Il testo più vicino a lui e appartenente alla tradizione pacomiana, è il  “Libro di Orsiesi”. Orsiesi mira a riportare la comunità allo spirito di Pacomio e dopo una esortazione, simile al Prologo della Regola di San Benedetto, tratta direttamente della gerarchia monastica e dell’obbedienza, rimandando sempre alla volontà e alla fraternità di Pacomio, che occupa un posto fondamentale nella koinonia “pater qui primus instituit coenobia”. Questa paternità si prolunga attraverso i successivi abati. Orsiesi, come dopo di lui avrebbe fatto il Maestro, accredita Pacomio paragonandolo a Paolo che affida il “Depositum” a Timoteo, giustificando così la successione e la trasmissione dell’autorità, il tutto nella consapevolezza delle parole di Gesù stesso che dice: “Padre non ho perduto nessuno di coloro che mi hai dato” (Gv 18,9). 

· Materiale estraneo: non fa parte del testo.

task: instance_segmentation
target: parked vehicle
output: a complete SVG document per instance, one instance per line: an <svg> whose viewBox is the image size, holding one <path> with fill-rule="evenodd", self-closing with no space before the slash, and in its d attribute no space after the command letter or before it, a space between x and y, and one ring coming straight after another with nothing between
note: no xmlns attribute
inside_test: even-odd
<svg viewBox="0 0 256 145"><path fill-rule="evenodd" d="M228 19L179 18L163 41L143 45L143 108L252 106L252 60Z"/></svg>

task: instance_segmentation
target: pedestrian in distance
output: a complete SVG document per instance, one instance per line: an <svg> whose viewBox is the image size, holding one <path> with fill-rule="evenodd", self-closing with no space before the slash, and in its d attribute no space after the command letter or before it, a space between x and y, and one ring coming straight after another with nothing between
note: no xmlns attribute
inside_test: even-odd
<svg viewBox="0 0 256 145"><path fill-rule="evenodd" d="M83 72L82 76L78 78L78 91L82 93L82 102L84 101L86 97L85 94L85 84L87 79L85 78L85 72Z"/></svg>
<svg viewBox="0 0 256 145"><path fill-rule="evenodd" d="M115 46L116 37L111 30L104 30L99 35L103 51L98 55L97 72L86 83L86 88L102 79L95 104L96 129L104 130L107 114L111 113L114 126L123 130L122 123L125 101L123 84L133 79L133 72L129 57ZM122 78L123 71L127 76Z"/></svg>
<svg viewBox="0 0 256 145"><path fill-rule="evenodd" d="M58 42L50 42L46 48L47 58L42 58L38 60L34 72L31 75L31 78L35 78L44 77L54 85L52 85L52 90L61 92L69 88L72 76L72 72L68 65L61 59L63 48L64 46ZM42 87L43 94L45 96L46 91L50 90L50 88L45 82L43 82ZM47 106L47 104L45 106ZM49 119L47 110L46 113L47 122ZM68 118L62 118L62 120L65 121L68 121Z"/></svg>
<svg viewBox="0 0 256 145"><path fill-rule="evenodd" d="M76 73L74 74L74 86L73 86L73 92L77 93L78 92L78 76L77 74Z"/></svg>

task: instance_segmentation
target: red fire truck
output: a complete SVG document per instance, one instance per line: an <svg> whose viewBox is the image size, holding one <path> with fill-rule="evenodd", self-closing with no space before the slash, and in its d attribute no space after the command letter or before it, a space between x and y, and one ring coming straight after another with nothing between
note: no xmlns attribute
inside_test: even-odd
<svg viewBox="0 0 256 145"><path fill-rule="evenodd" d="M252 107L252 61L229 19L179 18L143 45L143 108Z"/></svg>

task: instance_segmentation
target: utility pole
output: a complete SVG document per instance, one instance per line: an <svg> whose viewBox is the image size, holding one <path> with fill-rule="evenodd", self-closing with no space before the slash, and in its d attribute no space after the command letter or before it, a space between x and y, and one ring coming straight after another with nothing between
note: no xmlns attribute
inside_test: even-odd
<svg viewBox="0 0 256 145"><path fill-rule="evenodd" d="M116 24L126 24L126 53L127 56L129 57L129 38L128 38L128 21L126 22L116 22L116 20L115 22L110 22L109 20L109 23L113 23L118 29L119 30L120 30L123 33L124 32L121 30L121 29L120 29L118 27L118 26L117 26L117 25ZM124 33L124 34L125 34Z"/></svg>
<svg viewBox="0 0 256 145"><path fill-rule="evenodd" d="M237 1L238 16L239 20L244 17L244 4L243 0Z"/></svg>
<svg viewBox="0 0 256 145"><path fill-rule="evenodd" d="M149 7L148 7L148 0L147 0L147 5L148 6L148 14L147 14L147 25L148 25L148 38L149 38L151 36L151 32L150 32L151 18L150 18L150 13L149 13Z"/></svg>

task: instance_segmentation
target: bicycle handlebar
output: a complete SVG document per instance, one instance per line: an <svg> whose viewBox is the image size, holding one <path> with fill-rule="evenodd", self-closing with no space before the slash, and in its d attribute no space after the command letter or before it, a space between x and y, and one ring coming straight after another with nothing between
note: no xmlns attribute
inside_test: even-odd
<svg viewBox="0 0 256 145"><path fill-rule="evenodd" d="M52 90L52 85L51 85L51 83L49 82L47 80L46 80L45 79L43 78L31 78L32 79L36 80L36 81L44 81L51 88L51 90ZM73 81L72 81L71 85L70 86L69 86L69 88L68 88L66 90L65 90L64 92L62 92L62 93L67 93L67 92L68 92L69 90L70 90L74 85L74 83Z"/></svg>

Di fatto Orsiesi assimilando Pacomio a Paolo stabilisce una relazione fra cenobio e Chiesa, invitando i pastori monastici alla vigilanza in applicazione di Luca 2,8-12.

Inoltre, Orsiesi richiama il compito di pascere il gregge (Gv21,15-16), questa impostazione è anche quella della Regula Magistri, ed è posta a fondamento del potere abbaziale. Com’è noto, infatti, il Maestro sostiene il parallelismo nella gerarchia dei pastori tra Vescovo e Abate, basando ciò sulla Parola di Cristo.

Benedetto ne assimila, l’insegnamento, distaccandosene, almeno apparentemente,  perché non riporta nella sua Regola, il passo giovanneo (Gv 21,15-16).

Tuttavia questo allontanamento da Orsiesi e dal “Maestro” non va assolutizzato perché è lo stesso Benedetto a dire dell’abate: “ Christi agere vices in monasterio creditur” . Di sicuro Benedetto condivide con la tradizione pacomiana (Pacomio, Orsiesi e Teodoro) la certezza che l’abate è legato dal precetto del Signore in ciò che insegna, che stabilisce o comanda;  Egli è il pastore (il buon pastore riprende la Regola di San Benedetto), L’abate, a cui è affidata la Regola, è il servo del Signore che dà ad ognuno ciò di cui ha bisogno.